OPA + Terraform: Policy-as-Code Guardrails in 2026
The first time someone accidentally created a p4d.24xlarge instance in production, we started taking policy-as-code seriously. No one meant to. The Terraform code was correct, the pipeline ran fine, the instance came up. It just cost $32 per hour and had no business being there. By the time anyone noticed, we’d burned several hundred dollars and had a very awkward conversation about guardrails.
That was the moment “we’ll just rely on people being careful” stopped being an acceptable strategy.
Policy-as-code is the answer. Instead of hoping engineers remember every constraint, you codify those constraints and enforce them automatically—before anything gets deployed.
What OPA Is and Why It Fits Terraform
Open Policy Agent (OPA) is a general-purpose policy engine. It takes structured data as input, runs it through rules written in its own language called Rego, and produces a decision. That’s it. The inputs and outputs can be anything JSON-shaped, which makes OPA useful across an unusual range of contexts: HTTP API authorization, Kubernetes admission control, Terraform plan validation.
The language is Rego. It’s declarative, which means you describe what you want to be true rather than writing step-by-step logic. That takes some getting used to. It doesn’t look like Python or Go. But once it clicks, it’s genuinely expressive for policy logic.
Terraform’s role in this is straightforward. When you run terraform plan, Terraform outputs a plan describing what it intends to create, update, or destroy. That plan can be exported as JSON. That JSON is data. OPA can evaluate that data against your policies. If the policies pass, you continue to terraform apply. If they fail, the pipeline stops.
This is not speculative enforcement. You’re evaluating exactly what Terraform is about to do, not a template or a static representation of your code.
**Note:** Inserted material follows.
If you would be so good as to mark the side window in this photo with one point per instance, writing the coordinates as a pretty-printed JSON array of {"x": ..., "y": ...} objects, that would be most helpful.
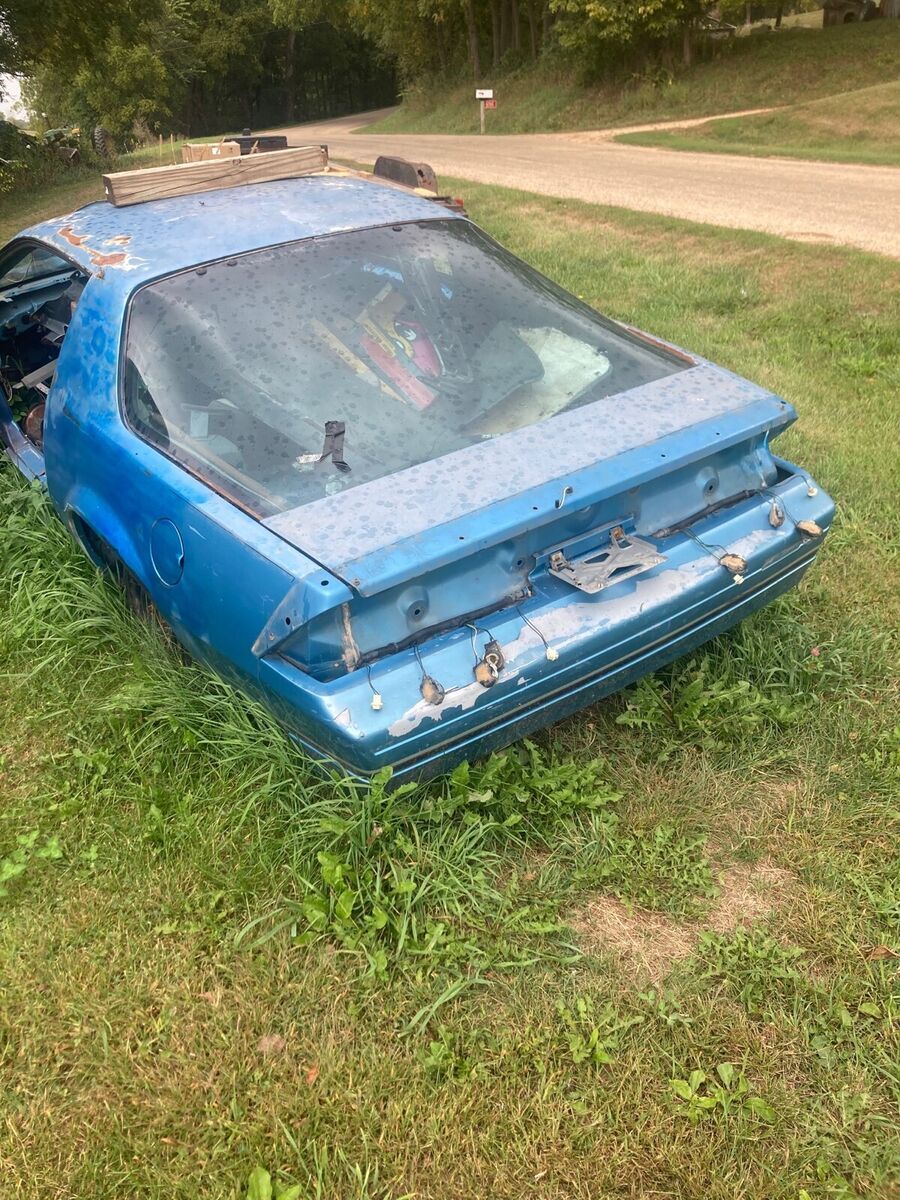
[
  {"x": 39, "y": 292},
  {"x": 30, "y": 263}
]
Conftest: The Bridge Between Terraform and OPA
OPA itself is a library and a server. You could call the OPA API directly, but for Terraform use cases, Conftest is the practical tool. Conftest is a CLI built on OPA that lets you point it at a file and a set of Rego policies and get pass/fail output.
Install it:
brew install conftest
# or
curl -L https://github.com/open-policy-agent/conftest/releases/download/v0.51.0/conftest_0.51.0_Linux_x86_64.tar.gz | tar xz
sudo mv conftest /usr/local/bin/
The workflow with Terraform is:
terraform plan -out=tfplan.binary
terraform show -json tfplan.binary > tfplan.json
conftest test tfplan.json --policy ./policies/
The tfplan.json file is what you’re evaluating. It contains the full resource graph of intended changes. Conftest reads your Rego files from the policies directory and runs them against the plan JSON.
Understanding the Terraform Plan JSON Structure
Before writing policies, you need to understand what you’re working with. The plan JSON has a structure worth knowing:
{
"resource_changes": [
{
"type": "aws_instance",
"name": "web_server",
"change": {
"actions": ["create"],
"after": {
"instance_type": "t3.micro",
"tags": {
"Environment": "production",
"Owner": "platform-team"
}
}
}
}
]
}
Your policies operate on resource_changes. Each change has a type (the Terraform resource type), a name, the actions being taken (create, update, delete), and the after block showing the resulting state. Most policies focus on after.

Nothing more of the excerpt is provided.